Priority Queue for Task Scheduling with heapq

Discover how to implement a priority queue in Python using the `heapq` module. This snippet demonstrates adding tasks with priorities and extracting them in order, ideal for managing scheduled jobs or event processing in web services.

import heapq
import itertools

class PriorityQueue:
    def __init__(self):
        self._queue = []
        self._index = itertools.count() # Unique sequence numbers for tie-breaking

    def push(self, priority, item):
        # Items are tuples: (priority, tie_breaker, item)
        # heapq is min-heap, so lower priority values come first.
        heapq.heappush(self._queue, (priority, next(self._index), item))

    def pop(self):
        if not self._queue:
            raise IndexError("pop from empty priority queue")
        # Pop returns the smallest item, which is the highest priority (lowest priority number)
        priority, _, item = heapq.heappop(self._queue)
        return item, priority

    def peek(self):
        if not self._queue:
            raise IndexError("peek from empty priority queue")
        priority, _, item = self._queue[0]
        return item, priority

    def is_empty(self):
        return not bool(self._queue)

# Example Usage:
# task_queue = PriorityQueue()
# task_queue.push(3, 'Low priority task')
# task_queue.push(1, 'High priority task')
# task_queue.push(2, 'Medium priority task 1')
# task_queue.push(2, 'Medium priority task 2') # Same priority, tie-breaker used

# print("Tasks in priority order:")
# while not task_queue.is_empty():
#     task, prio = task_queue.pop()
#     print(f"  Priority {prio}: {task}")
# Expected output:
#   Priority 1: High priority task
#   Priority 2: Medium priority task 1 (or 2, depends on tie-breaker)
#   Priority 2: Medium priority task 2 (or 1)
#   Priority 3: Low priority task
How it works: This snippet demonstrates a `PriorityQueue` implementation using Python's `heapq` module, which maintains a min-heap.

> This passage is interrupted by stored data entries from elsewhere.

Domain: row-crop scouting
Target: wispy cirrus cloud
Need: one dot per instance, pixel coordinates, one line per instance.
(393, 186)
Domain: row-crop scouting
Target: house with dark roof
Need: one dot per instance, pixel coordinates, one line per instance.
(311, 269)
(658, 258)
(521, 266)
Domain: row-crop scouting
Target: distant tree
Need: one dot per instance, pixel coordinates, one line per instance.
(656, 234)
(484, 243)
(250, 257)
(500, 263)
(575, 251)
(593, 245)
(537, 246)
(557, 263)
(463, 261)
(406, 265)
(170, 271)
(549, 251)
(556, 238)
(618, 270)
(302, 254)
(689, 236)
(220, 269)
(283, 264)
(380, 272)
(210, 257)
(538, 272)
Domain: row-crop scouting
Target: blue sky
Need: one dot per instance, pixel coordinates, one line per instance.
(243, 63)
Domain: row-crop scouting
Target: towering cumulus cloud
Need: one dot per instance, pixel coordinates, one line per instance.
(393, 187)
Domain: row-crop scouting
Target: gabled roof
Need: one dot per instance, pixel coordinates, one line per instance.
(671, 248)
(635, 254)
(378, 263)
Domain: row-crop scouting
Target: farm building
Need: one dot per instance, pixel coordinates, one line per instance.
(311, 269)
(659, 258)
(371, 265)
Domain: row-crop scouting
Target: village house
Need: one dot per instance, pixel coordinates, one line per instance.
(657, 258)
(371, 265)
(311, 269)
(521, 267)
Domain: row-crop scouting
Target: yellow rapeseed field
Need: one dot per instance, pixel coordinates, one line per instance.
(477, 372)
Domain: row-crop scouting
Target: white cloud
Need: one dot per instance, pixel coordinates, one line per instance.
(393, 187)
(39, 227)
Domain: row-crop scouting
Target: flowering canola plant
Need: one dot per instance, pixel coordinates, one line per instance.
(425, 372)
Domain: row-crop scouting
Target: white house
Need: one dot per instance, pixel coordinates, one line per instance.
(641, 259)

Tasks are pushed with an associated priority (lower number means higher priority). A `_index` from `itertools.count()` is used as a tie-breaker for items with the same priority, ensuring stable sorting and correct behavior. The `pop` method always retrieves the highest priority item, making it ideal for managing tasks, event loops, or job queues in web applications.